なぜきっちり覚えていないのかというと、単に作っているうちに「このパートとこのパートとこのパート」というふうに増殖(「野合ダビング」と呼んでいます)していった次第で、結果ミックスダウン時にまとめるのにとても苦労することになったりしたのであります。

Queenというか、ブライアン・メイ・サウンドや、はたまたスティーヴ・ヴァイ氏もよく使うギター・オーケストレーションなどは、ちがう音程の単音フレーズによるハーモニーを別々に録音することによって、歪んだギターの持つ、擦弦楽器的なレゾナンスが活かされて非常に美しく、私も大好きなのですが、ほかにも同様の効果を得られる、2本のリードギターによるハモり、いわゆる「ツイン・リード」も素敵です。ハイウェイ・スターや、ホテル・カリフォルニアの最後のほう、バンドでいうとシン・リジィや、書き出すとキリがないほど、ほかにもたくさんあります。
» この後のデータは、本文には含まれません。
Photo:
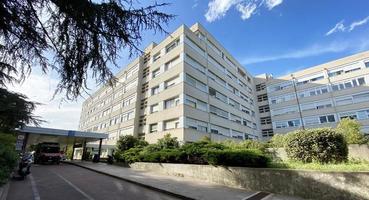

が、私がけっこうやるのはリズム・ギターやアコギのストラミングなどをムチャクチャ重ねて厚みを出すやつです。クリーンサウンドの中に、すこしアンプで歪んだ音などが混じって、なんの音とは評点しがたいのだけども、なにか「ロックの音」のかたまりが聴こえてくるのが好きです。おそらくジョージ・ハリスンの「マイ・スウィート・ロード」あたり、いわゆる、フィル・スペクターのウォール・オヴ・サウンドがひとつ、心にあると思います。

がですね、重ねるということは、これはツインリードを含むギターハーモニーにも同じことが言えるんですが、タイミングやニュアンスをきっちりそろえないと、なんか、ふわふわもこもこした、曖昧でぼやけたサウンドになってしまうので、そこは、むしろ「重ねた効果がわからないくらい、きっちり揃えて弾く」(勿論どんだけ名人でも、位相レベルまでおなじ音を出すのはほぼ不可能なので、それでも効果はでます)というを繰り返して、はじめて狙い通りの世界になるという、シビアなモノなんでありますよ。

ま、私はそこまでできているか、というと、お恥ずかしい限りですが。

ということで、ライヴに向けて復調活動にはげみます。